Daldığım düşüncelerden titreyen telefonumla sıçradım ve hemen elime aldım. "Kapıdayım" yazmıştı. Ne var ne yok tekrar yüklenip kapıyı kilitledim ve asansörü beklemeden merdivenleri indim. Ben bu heyecanla yerimde duramazdım. Bugünkü heyecanım kapıda bekleyen adamdan ötürüydü. Ne ofis, ne patron, ne iş güç aklımda yoktu şu an.

Ushan'ı görmek için aşağı inip siteden çıkacağımı sanıyordum ama o sitenin içine kadar girmiş hatta olabildiğince binaya yakın şekilde park etmiş bekliyordu. İyi ki de gelmişti çünkü mart sonunda olmamıza rağmen bugün gerçekten soğuk bir hava vardı. Onu fark etmediğimi sanıp selektör yapınca komiğime gitti ve daha güler yüzle yaklaştım arabaya. Ben yeltenemeden içerden uzanıp kapıyı açtı. Aynı güler yüz onda da vardı. Kendi kendime gelin güvey oluyorsam bile sanki bir flörtün ilk gününde gibiydik ve bu midemi düğümlüyordu.

"Günaydın." diyen sesiyle aklım yerine geldi de suratına diktiğim gözlerimi adamdan çekebildim.

"Günaydın. Ve geldiğin için teşekkür ederim."

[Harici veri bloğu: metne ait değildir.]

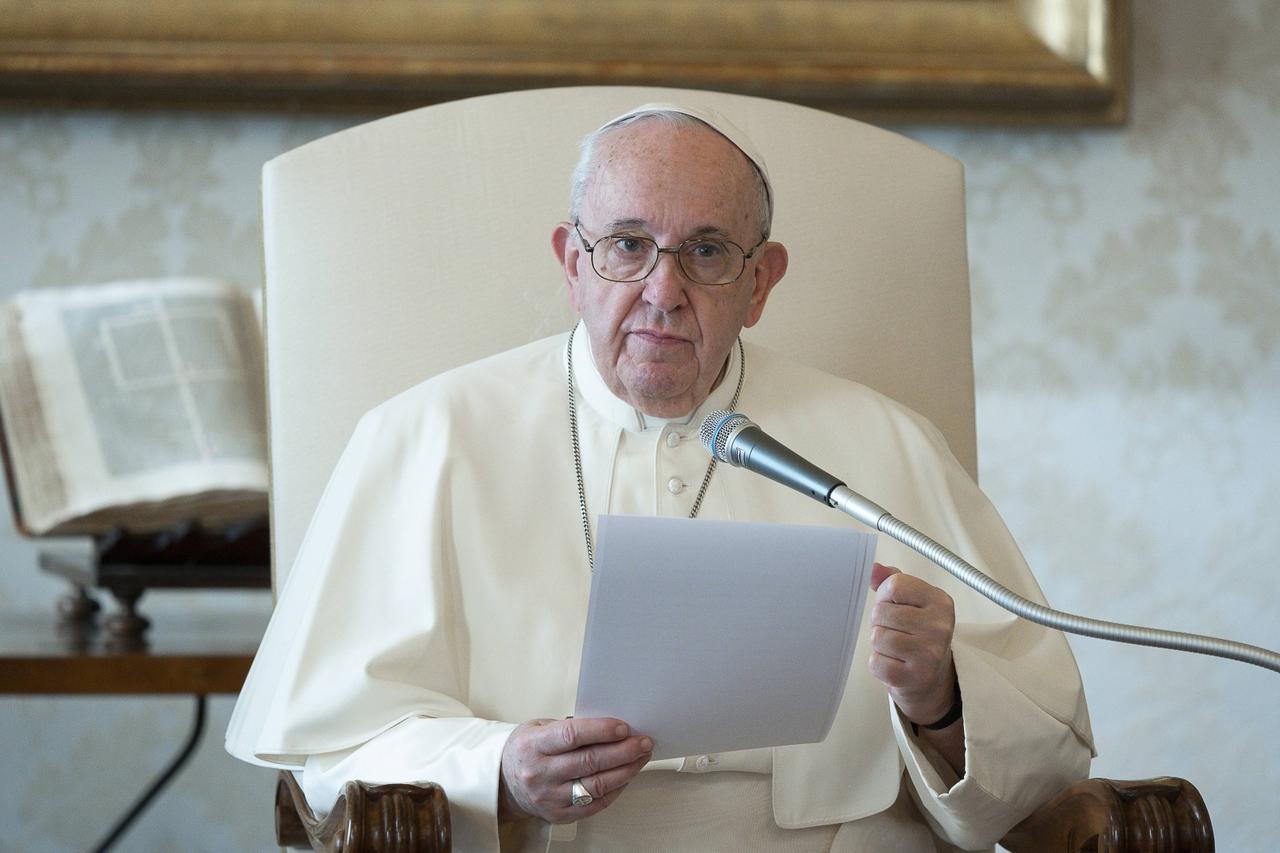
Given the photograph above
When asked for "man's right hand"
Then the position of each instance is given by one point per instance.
(543, 757)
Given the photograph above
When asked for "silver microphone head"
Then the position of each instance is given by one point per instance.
(716, 430)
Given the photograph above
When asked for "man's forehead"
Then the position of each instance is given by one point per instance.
(712, 119)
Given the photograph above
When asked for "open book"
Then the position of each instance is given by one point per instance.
(133, 405)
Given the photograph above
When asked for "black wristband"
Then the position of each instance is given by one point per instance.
(952, 714)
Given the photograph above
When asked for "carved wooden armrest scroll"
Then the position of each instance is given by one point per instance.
(1162, 815)
(388, 819)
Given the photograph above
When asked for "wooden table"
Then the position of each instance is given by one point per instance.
(197, 655)
(181, 655)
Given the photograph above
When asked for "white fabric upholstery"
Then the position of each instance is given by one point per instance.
(419, 242)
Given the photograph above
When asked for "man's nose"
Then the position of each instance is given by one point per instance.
(664, 287)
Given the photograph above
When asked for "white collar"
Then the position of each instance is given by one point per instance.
(598, 396)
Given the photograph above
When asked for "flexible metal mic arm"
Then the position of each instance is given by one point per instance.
(722, 433)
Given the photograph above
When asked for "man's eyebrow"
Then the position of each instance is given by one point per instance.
(643, 224)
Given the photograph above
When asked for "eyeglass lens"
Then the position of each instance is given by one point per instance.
(630, 259)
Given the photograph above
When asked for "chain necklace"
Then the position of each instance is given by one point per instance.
(577, 448)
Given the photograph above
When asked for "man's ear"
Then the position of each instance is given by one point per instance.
(568, 251)
(768, 272)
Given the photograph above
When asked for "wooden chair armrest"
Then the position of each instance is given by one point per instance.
(1162, 815)
(387, 819)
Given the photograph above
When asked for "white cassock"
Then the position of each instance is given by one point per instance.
(439, 598)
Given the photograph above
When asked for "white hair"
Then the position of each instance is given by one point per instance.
(589, 146)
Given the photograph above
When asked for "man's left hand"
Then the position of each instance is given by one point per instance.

"Zevkle." dedi dişlerini göstere göstere gülümserken. Nasıl bir zevk mesela? Seninki de sabah sabah kalbini yerinden oynatıyor mu? Yoksa ben mi çok kaptırıyorum? Ushan... Keşke cevap verebilseydin. Keşke sana açık açık sorabilseydim.

"Ushan." hayır kalbin nasıl diye sormayacaktım. Ama o öyle bir dönüp baktı ki benim kalbim beş beter oldu. Bu adam ayaklı bir sobaydı. Gözleriyle ısıtabilenden.

"Efendim, Zeynep?" Adımı öyle telaffuz etti ki az önceki bakışın sebebini anladım. Ya da anlamaya bahane arıyordum.

"Senin normalde işe gidiş saatin kaç?"

"Tam olarak bu saat."

"Peki çıkış saatin?"

"Onu akşam seni almaya geldiğimde söylerim."

"Niye? Taksitle mi cevap vereceksin bana?" Terslemek istememiştim ama sesim biraz ters çıkmıştı. Huylu huyundan geçemiyordu işte.

Yandan bir bakış attı ve tavrıma gülüp pişkince cevap verdi. "Evet."

İyice terslenmem için çabalıyordu galiba. "Niye?"

"Sadece bu konuda böyle.Gidiş ve dönüş saatlerimi arabaya bindikten sonra öğrenebilirsin."